May 16, 2024

Navigating the Risks: The Impacts of Noncompliance in Nonprofit Solicitation

By Rory Burke, Senior Manager, Assurance Services

Navigating the Risks: The Impacts of Noncompliance in Nonprofit Solicitation Nonprofit & Social Sector

Fundraising and solicitation of donations are an integral source of revenue for nonprofit organizations to support their missions. However, with this practice comes a complex web of legal obligations that vary from state to state, specifically, the “Solicitation of Charitable Funds Act.”

The “Solicitation of Charitable Funds Act” typically refers to state-level legislation in the United States that governs the solicitation and collection of charitable contributions. The name of the act and the specific legislation varies from state to state, but the laws generally have common elements designed to protect the public from fraudulent practices and to ensure transparency in the fundraising activities of charitable organizations.

Nonprofits must register with the appropriate state authorities, usually the state’s Attorney General or Secretary of State before they begin fundraising activities. Compliance becomes more complicated for organizations that solicit funds across state lines, including online solicitations. Nonprofits must be aware of the requirements in each state where it is actively fundraising, as what is permissible in one state may be prohibited in another. Noncompliance with these regulations can have severe implications for an organization.

Other requirements required by most states in these types of acts are as follows:

  • Registration Requirement: Nonprofit organizations and professional fundraisers are required to register with a state authority before soliciting donations from the public.
  • Financial Reporting: Submission of annual financial reports that detail fundraising activities, including the amounts raised and how the funds were used.
  • Disclosure Requirements: Disclosures about the organization’s identity, purpose, and how the donations will be used.
  • Prohibitions and Restrictions: Restrictions on how and when solicitation can occur.
  • Contracts with Professional Fundraisers: Written contracts outlining the terms and conditions of the fundraising activities may be required for professional fundraisers.

Impacts of Noncompliance

Failing to adhere to solicitation regulations can have several negative consequences for a nonprofit organization, including:

  • Financial Penalties: States may impose fines and penalties for noncompliance, which can be significant and unnecessary costs that could affect the organization’s financial health.
  • Legal Consequences: in certain instances, noncompliance can potentially lead to civil or criminal legal action against the nonprofit or its directors.
  • Reputational Damage: News of noncompliance can harm an organization’s reputation, resulting in a loss of donor confidence and a decline in contributions.
  • Operational Disruptions: Time spent on noncompliance issues can divert resources from the nonprofit’s core mission and lead to operational inefficiencies or deficiencies.
  • Loss of Tax-Exempt Status: In severe cases, noncompliance can result in the revocation of a nonprofit’s tax-exempt status, which can be catastrophic for its continued operations.

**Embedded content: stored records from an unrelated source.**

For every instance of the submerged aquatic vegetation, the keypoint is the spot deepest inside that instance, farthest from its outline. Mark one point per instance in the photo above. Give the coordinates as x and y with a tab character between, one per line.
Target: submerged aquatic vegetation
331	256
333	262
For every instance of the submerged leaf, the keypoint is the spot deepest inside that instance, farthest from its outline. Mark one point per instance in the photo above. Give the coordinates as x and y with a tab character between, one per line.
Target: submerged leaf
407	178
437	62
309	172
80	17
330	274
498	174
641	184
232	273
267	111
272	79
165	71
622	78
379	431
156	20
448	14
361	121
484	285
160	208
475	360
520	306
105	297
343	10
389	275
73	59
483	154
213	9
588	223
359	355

What Nonprofit organizations should do before soliciting donations in a state:

  • Research state charitable solicitation laws and understand disclosure requirements, including soliciting donations online.
  • Consider hiring a professional fundraiser, attorney, or consultant for advice to navigate complex multi-state solicitation requirements.
  • Register with the appropriate state authorities.
  • Conduct regular audits of fundraising activities and practices.
  • Train staff and volunteers on state-specific solicitation laws.
  • Implement robust record-keeping systems to track donations and compliance efforts.
  • Be transparent with donors and the public about how funds are raised and used.
  • File required financial reports timely and keep track of registration renewal deadlines to ensure timely renewal.

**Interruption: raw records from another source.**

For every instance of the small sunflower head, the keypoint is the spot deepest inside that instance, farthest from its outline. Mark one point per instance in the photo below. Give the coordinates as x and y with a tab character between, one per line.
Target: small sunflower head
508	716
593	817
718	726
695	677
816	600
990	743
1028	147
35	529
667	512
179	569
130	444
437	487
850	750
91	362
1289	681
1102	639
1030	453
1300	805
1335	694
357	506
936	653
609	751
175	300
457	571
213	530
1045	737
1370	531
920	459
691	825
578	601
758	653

By following these steps, nonprofit organizations can help ensure they comply with the various state laws governing charitable solicitations and avoid potential fines or legal issues. To get the specifics of the “Solicitation of Charitable Funds Act” for a particular state or to understand how it may apply to a specific situation, one should refer to the text of the legislation itself or seek legal counsel for advice. Additionally, organizations must ensure they are aware of and comply with any federal regulations concerning charitable solicitation, such as those enforced by the Internal Revenue Service (IRS).

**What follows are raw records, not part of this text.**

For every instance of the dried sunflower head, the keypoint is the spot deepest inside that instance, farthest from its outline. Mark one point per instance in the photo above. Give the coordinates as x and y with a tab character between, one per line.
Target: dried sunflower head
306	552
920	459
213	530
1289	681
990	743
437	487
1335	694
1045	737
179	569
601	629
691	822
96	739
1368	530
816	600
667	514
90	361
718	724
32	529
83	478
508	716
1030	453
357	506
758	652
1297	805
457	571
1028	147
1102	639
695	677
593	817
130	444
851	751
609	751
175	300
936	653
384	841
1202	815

Transparency in solicitation practices is not just a legal requirement but also a matter of maintaining public trust. Potential donors are increasingly vigilant about where their contributions go, and organizations must provide clear information about their programs, finances, and fundraising practices. Noncompliance with solicitation laws can pose a grave threat to the sustainability and trustworthiness of a nonprofit organization. It is essential for such organizations to understand and adhere to the legal requirements of each state where they operate. By being proactive and prioritizing compliance, nonprofits can not only avoid the severe impacts of noncompliance but also strengthen their relationships with donors and the communities they serve.